A mandatory retirement policy that is no longer in effect forced Dr. Moffat to retire from full-time teaching at Marshall in 1977.

But Dr. Moffat never truly retired as he soon became a prolific writer. His publications include histories of Marshall University and the Cabell County Medical Society as well as a biography of Ken Hechler. And he remained in the classroom. He had been a part-time instructor at Ohio University at Portsmouth and Ironton in the evenings since 1953, and he continued to teach across the Ohio River until he finally stepped away from the podium in the mid-1990s.

Dr. Moffat has not been forgotten by his university and community. The History Department established a Visiting Lectureship in his name, he was awarded an honorary degree by the university in 1980, and more recently President J. Wade Gilley established the Charles H. Moffat Fund for Excellence in Teaching. The Huntington Foundation, recognizing his many contributions to his school and community, selected him in 1989 for inclusion in the Huntington Wall of Fame.

Marshall University is today a major educational institution as reflected in the dramatic growth of its campus.

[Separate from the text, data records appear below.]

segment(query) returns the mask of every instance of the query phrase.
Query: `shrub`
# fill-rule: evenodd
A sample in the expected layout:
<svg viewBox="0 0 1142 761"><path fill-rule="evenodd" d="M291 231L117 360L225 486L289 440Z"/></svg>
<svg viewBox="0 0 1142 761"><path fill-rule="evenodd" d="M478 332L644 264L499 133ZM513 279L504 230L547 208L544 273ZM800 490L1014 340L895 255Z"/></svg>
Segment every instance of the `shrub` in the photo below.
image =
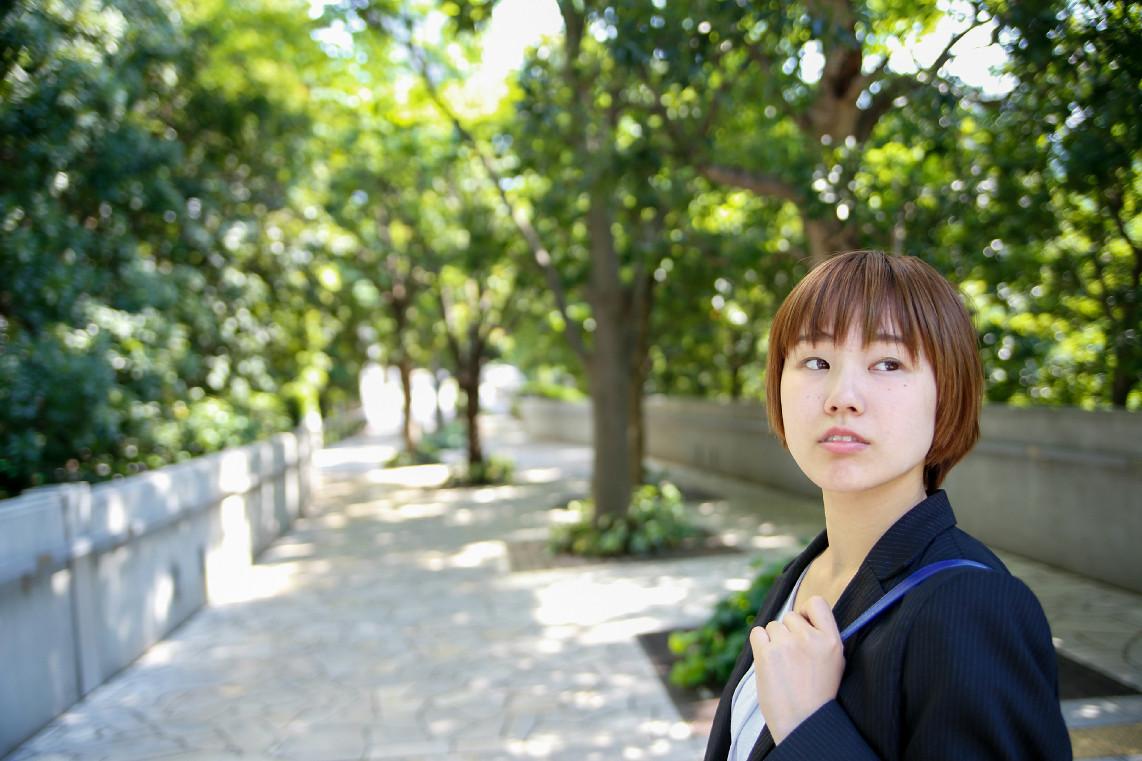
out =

Dr. Moffat, however, serves as a reminder that a university is much more than bricks and mortar. The life blood of every university remains its faculty. Dr. Moffat was joined by many of his fellow faculty in making the university what it is today. Many of these instructors have not received the credit that they richly deserve. Fortunately this has not been the case with Charles Hill Moffat, distinguished professor of history, family man and Southern gentleman.